When the Royal Sénat purged itself of royalists and declared itself the Revolutionary Assembly, one of the first orders of business was to design a standard that could be distinguished from that of royalists who had risen in the Touraine and were also fighting with the Teutons in their campaign to return the monarchy to power.
Assemblyman Rémy Hauet, an enthusiastic amateur vexillologist who had been denied entry to the Academy of Arms since commoners were not permitted to be heralds, chaired the Flag Committee. Much to his disappointment, the committee voted almost immediately to retain the existing flag with changed colors. White replaced royal yellow for the sun, supposedly standing for a desire for universal peace, while blue replaced the green stripes. The latter was Hauet’s doing, having argued passionately that the “color of liberty” should be reflected in the new standard. Since many of the revolutionaries had worn blue ribbons, which had been produced in quantity but never delivered for an anticipated state visit from the Prince-Regent of Albion, this seemed to make sense, and the Flag Committee’s recommendations were enthusiastically taken up by the Revolutionary Assembly.
One benefit of the decision was that the existing flagmakers could reuse their old patterns, and record show that the new flags were delivered to military units on the frontier less than two months later. However, it quickly became apparent that the new flag, nicknamed the Merde-de-poulet Flamme–roughly, the Chickenshit Flame from its white color–was too close to the old Oriflamme to be easily distinguished at a distance or through battlefield smoke. After a friendly fire incident in Artois, where two Revolutionary Guard units fired on each other while a battalion of Royalists and their Teuton allies slipped by, Hauet and the Flag Committee were recalled to service and told to modify the design.
Once again, Hauet was frustrated by the committee’s conservatism, as he had prepared dozens of unique drafts that can still be seen today in the Museé Vexillologie.

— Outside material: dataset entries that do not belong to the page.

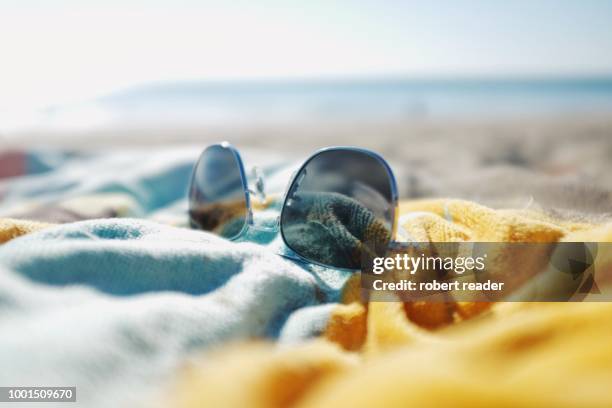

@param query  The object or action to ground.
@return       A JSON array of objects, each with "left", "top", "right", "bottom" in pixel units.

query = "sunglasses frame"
[{"left": 190, "top": 142, "right": 399, "bottom": 271}]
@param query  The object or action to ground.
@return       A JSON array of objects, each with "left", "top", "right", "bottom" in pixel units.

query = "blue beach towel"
[{"left": 0, "top": 149, "right": 349, "bottom": 406}]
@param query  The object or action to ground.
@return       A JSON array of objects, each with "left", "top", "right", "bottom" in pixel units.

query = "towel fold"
[{"left": 167, "top": 200, "right": 612, "bottom": 407}]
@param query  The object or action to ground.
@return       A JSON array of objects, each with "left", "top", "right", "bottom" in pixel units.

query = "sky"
[{"left": 0, "top": 0, "right": 612, "bottom": 111}]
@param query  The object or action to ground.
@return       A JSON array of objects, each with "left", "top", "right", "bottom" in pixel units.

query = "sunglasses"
[{"left": 188, "top": 143, "right": 398, "bottom": 270}]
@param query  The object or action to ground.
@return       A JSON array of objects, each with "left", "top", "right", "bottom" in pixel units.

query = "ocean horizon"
[{"left": 0, "top": 77, "right": 612, "bottom": 130}]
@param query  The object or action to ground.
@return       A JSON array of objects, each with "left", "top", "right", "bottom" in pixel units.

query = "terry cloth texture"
[
  {"left": 167, "top": 204, "right": 612, "bottom": 407},
  {"left": 0, "top": 149, "right": 612, "bottom": 407}
]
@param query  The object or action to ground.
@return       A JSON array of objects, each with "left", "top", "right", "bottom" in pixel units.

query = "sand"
[{"left": 0, "top": 114, "right": 612, "bottom": 218}]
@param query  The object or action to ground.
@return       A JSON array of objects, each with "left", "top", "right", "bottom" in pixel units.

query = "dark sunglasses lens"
[
  {"left": 281, "top": 149, "right": 395, "bottom": 269},
  {"left": 189, "top": 145, "right": 248, "bottom": 238}
]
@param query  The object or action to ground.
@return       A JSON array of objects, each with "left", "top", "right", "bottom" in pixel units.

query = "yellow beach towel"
[{"left": 167, "top": 200, "right": 612, "bottom": 407}]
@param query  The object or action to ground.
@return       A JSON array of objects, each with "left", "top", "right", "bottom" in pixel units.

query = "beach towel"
[{"left": 0, "top": 148, "right": 612, "bottom": 407}]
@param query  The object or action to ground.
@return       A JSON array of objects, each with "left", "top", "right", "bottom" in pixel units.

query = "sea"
[{"left": 0, "top": 76, "right": 612, "bottom": 130}]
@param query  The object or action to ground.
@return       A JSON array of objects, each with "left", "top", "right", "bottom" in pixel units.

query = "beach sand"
[{"left": 0, "top": 110, "right": 612, "bottom": 218}]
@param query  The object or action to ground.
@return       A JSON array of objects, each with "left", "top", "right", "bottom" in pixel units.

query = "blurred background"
[{"left": 0, "top": 0, "right": 612, "bottom": 212}]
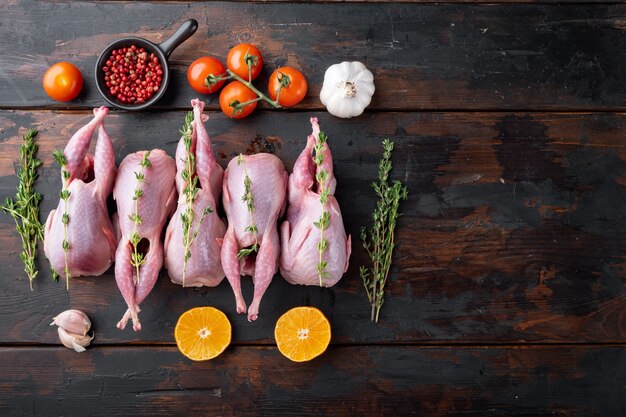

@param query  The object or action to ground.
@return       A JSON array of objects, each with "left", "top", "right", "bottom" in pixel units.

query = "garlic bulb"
[
  {"left": 57, "top": 327, "right": 95, "bottom": 352},
  {"left": 50, "top": 310, "right": 95, "bottom": 352},
  {"left": 320, "top": 61, "right": 376, "bottom": 118},
  {"left": 50, "top": 310, "right": 91, "bottom": 336}
]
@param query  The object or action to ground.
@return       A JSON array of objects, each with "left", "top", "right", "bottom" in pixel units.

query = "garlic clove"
[
  {"left": 57, "top": 327, "right": 95, "bottom": 352},
  {"left": 50, "top": 310, "right": 91, "bottom": 336}
]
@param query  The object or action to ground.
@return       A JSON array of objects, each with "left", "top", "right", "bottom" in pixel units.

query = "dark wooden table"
[{"left": 0, "top": 0, "right": 626, "bottom": 416}]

Obsessed with creating a new flag as cheaply as possible, they instead voted to increase the width of Hauet’s liberty-blue stripes to the edges of the flag, leaving a much-diminished red field and the white Merde-de-poulet Flamme. “A chicken is a noble animal, the animal of the people, and we should be grateful to be associated with it,” one assemblyman said when confronted with the derogatory nickname.
This period coincided with the Constitutional Convention and the First Valoise Republic, and as a result the revised flag, which came to be known as Les Barres-Bleues or the Blue Bars, can be seen in many contemporary paintings. Given the instability of the period, and the number of presidents and prime ministers that came and went in short order, the official edict that each inauguration had to be painted left a dazzling array of examples of the flag.